26 Oktober 2018 | Sport

Mehr als nur ein Radrennen

Mit über 1000 Teilnehmern wächst der Dessert Dash von Jahr zu Jahr

Weltweit ist der Desert Dash das größte Berg-Radrennen und lockt jährlich viele Ausländer in die Namib Wüste. Nicht nur in Sachen Radsport ist der Dash für Namibia wichtig, sondern auch ökonomisch trägt er zum Wohle des Landes bei und dient gleichzeitig dem Umweltschutz.

Von Stefan Noechel, Windhoek

In 42 Tagen findet wieder das größte und längste Berg-Radrennen der Welt statt. Der Desert Dash startet am 7. Dezember um 15 Uhr bei der Grove Mall in Windhoek und endet um 15 Uhr am 8. Dezember beim Platz-am-Meer-Einkaufszentrum in Swakopmund. Die Strecke von 369 Kilometern, welche hauptsächlich aus Schotterstraßen besteht, muss innerhalb 24 Stunden bewältigt werden.

Zum vierten Mal sponsert Nedbank dieses Event. Richard Meeks von Nedbank hob beim Launch am 23. Oktober den positiven Einfluss der Dash in Namibia hervor. „Der Desert Dash bleibt von ganz besonderem Interesse für die Nedbank in Namibia und das nicht nur wegen unserem mehr als dreißigjährigen Einsatz im Radsport. Wir sehen wir den Nedbank Desert Dash als das, was es wirklich ist: ein bedeutender Beitrag in Namibia, nicht nur im Hinblick auf den Radsport, sondern auch im Hinblick auf unsere Wirtschaft, die durch das Bewusstmachen auf die Tourismusindustrie als auch den Natur- und Umweltschutz von Vorteil ist“, sagte Meeks. Zudem betonte Meeks die wachsende Beliebtheit des Desert Dashs.
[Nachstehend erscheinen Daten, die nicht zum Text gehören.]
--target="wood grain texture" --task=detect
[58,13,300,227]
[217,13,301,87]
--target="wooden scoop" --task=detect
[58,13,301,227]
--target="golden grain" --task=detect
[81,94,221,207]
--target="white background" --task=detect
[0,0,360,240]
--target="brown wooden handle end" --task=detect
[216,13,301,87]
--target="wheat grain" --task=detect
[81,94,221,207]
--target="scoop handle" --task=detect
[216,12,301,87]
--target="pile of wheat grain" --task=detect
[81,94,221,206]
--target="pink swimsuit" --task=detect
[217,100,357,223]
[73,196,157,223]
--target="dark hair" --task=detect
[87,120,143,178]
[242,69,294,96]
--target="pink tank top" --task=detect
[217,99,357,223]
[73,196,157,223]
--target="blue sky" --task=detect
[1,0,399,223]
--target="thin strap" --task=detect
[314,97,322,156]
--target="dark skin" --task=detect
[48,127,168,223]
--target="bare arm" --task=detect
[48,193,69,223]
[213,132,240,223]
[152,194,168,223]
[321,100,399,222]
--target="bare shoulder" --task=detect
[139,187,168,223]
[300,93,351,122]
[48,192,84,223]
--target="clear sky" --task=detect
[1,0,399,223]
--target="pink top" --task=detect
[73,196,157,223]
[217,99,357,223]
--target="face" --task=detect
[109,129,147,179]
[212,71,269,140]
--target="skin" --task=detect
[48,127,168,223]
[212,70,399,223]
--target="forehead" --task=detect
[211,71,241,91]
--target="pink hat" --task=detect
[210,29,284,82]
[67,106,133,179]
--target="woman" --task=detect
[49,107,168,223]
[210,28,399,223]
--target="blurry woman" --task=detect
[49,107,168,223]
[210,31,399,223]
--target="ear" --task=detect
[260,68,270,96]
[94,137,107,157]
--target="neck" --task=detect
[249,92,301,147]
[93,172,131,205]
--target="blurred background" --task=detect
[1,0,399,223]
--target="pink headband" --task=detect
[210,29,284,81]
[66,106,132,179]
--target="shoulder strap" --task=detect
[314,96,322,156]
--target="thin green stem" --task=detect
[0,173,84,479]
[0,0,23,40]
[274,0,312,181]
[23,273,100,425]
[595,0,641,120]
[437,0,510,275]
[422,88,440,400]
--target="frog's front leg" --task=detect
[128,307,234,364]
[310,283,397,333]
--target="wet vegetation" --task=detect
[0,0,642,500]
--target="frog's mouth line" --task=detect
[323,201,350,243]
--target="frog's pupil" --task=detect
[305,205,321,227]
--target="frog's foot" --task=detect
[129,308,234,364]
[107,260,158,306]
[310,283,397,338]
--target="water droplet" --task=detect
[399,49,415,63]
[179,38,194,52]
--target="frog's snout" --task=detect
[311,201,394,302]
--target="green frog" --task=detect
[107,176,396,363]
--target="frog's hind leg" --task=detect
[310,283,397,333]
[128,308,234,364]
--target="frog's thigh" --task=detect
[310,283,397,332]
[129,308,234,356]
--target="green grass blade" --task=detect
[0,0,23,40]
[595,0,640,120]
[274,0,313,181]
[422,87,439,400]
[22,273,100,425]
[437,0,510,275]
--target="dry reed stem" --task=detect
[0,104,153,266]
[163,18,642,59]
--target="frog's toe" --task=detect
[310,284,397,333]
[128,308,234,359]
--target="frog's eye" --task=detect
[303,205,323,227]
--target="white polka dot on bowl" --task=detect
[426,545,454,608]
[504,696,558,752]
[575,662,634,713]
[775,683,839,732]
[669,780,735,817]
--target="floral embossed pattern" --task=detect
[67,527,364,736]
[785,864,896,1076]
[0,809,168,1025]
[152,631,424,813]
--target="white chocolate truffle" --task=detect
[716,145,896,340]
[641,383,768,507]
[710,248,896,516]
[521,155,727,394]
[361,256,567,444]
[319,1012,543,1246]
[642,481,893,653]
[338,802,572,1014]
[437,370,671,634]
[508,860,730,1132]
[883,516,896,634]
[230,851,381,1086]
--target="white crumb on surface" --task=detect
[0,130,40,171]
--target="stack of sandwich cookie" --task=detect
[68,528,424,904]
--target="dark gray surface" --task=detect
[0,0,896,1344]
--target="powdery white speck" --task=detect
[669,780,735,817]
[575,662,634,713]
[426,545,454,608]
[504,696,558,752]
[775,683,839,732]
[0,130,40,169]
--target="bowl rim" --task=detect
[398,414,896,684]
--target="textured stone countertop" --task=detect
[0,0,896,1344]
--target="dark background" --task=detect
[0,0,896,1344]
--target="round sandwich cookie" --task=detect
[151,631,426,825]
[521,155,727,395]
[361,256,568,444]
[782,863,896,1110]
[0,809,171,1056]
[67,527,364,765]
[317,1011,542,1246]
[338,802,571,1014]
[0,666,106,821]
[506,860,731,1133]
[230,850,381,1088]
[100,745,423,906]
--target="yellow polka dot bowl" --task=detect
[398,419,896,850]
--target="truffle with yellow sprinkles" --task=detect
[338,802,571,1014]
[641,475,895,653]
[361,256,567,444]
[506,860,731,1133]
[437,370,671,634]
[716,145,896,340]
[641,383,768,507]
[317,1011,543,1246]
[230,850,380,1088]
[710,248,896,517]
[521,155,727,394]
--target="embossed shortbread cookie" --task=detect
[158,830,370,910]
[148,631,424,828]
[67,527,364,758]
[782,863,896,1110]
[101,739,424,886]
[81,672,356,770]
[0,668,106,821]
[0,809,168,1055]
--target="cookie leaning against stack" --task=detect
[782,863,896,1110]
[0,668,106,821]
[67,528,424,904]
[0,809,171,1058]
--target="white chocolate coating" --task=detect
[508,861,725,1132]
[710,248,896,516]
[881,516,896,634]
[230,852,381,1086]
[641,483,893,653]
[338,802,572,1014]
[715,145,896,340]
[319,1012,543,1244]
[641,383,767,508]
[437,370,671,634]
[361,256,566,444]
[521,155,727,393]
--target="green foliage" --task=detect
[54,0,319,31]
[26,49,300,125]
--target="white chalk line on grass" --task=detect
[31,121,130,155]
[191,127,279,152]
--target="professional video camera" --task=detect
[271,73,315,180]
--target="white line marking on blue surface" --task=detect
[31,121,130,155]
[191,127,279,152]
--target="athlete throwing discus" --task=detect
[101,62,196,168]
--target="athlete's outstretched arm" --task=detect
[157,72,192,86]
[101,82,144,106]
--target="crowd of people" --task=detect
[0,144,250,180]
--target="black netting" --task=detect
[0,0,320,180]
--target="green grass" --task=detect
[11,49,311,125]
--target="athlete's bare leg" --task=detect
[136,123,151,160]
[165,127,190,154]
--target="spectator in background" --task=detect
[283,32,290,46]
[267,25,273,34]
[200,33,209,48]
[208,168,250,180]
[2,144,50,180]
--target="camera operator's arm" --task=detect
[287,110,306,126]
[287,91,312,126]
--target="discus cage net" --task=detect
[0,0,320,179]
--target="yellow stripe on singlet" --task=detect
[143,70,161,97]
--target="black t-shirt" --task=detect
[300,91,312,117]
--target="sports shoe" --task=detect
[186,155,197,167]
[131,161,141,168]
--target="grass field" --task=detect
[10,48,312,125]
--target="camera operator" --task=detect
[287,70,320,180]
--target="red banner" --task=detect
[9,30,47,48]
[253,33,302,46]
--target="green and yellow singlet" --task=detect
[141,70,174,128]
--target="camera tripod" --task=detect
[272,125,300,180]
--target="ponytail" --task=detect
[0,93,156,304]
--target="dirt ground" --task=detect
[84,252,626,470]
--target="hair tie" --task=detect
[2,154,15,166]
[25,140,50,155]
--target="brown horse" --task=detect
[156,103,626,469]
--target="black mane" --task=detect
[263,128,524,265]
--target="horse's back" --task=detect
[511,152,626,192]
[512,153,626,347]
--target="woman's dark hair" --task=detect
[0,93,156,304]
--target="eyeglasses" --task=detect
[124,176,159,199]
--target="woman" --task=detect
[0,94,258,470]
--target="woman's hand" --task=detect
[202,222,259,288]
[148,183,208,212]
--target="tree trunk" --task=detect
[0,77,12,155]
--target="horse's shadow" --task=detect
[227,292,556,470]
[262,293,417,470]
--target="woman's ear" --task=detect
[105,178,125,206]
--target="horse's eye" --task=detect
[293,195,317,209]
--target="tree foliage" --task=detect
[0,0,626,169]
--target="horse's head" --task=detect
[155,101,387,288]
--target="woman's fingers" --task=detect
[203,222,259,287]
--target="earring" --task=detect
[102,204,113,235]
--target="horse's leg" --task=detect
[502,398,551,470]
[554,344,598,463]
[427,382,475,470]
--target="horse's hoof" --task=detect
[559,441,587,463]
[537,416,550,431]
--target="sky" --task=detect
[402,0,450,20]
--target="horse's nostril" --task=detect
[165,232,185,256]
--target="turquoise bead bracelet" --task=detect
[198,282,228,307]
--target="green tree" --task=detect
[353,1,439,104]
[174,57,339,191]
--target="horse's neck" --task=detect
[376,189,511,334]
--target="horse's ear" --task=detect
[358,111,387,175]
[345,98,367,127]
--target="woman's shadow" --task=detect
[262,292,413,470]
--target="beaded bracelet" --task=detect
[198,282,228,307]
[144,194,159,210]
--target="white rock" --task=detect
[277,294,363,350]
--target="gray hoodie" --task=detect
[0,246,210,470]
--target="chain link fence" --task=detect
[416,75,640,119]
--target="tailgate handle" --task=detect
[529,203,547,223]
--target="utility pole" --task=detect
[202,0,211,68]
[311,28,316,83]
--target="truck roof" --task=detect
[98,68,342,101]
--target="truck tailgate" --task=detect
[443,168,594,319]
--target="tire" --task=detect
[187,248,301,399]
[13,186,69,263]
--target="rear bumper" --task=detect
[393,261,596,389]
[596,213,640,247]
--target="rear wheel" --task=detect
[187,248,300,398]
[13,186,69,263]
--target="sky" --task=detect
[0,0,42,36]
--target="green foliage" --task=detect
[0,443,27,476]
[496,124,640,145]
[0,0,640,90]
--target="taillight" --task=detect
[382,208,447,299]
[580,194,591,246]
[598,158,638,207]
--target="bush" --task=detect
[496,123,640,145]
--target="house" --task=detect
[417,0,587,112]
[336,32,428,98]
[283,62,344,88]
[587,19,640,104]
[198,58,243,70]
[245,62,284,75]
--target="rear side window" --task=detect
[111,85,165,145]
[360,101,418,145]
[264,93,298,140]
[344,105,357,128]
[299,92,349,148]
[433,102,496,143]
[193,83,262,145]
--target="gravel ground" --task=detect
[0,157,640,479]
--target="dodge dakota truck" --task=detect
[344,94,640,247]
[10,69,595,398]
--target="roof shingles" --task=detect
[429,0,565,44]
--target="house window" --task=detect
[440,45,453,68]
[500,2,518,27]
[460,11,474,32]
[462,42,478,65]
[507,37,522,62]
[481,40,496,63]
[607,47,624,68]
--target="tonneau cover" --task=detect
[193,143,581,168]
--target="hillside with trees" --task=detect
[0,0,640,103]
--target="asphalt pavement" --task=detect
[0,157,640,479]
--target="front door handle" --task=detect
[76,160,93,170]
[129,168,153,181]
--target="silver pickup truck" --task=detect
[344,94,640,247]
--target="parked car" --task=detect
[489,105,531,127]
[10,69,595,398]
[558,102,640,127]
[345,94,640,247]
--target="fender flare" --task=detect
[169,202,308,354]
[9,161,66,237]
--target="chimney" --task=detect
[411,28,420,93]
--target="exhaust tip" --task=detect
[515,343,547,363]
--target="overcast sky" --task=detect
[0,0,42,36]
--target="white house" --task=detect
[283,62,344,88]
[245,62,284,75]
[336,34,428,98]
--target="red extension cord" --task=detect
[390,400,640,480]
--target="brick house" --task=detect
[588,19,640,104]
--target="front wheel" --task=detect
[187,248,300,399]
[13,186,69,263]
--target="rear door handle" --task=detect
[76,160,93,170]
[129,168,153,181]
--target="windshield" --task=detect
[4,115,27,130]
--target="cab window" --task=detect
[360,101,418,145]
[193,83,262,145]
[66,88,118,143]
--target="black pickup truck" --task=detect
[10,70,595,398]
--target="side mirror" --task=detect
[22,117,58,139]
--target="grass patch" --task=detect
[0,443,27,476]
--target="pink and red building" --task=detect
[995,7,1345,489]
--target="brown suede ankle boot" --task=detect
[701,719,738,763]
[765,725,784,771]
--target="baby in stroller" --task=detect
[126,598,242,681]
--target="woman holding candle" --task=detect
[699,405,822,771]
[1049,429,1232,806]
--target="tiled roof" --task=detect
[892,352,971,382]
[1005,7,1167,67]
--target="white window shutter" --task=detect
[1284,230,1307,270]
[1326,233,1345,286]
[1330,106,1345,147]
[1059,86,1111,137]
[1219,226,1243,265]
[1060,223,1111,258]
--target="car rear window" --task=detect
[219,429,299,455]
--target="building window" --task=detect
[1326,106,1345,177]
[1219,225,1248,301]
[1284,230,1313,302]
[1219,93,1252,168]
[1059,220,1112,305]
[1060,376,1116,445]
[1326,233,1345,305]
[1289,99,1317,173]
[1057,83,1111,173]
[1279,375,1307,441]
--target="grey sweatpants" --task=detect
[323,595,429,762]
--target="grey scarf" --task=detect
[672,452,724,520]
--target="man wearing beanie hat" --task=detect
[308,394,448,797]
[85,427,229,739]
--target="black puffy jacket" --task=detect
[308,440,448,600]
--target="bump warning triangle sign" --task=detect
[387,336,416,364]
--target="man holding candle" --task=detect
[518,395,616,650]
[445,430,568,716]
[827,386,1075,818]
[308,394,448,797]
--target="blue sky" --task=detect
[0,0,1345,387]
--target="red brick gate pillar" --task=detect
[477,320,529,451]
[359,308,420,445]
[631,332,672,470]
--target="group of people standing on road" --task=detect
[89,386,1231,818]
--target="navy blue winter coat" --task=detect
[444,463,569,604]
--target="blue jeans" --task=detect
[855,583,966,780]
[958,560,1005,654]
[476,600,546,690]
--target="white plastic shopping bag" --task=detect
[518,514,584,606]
Als Besipiel nannte die Vierer-Mannschaft-Kategorie, die in diesem Jahr innerhalb von 20 Sekunden in Rekordzeit ausgebucht war.

Es sollen auch in diesem Jahr wieder diverse Rekorde gebrochen werden. So zum Beispiel ist der älteste Teilnehmer, der die Namibwüste in 24 Stunden bezwingen will, der 80-jährige Bill Jooste. Mit dabei sind drei Fahrer in den Siebzigern und weitere 41 Teilnehmer, die über 60 Jahre alt sind. Die meisten Teilnehmer sind um die 40, wobei 27 Teenager beim Dash angemeldet sind. 20 Prozent des Teilnehmerfeldes sind in diesem Jahr weiblich.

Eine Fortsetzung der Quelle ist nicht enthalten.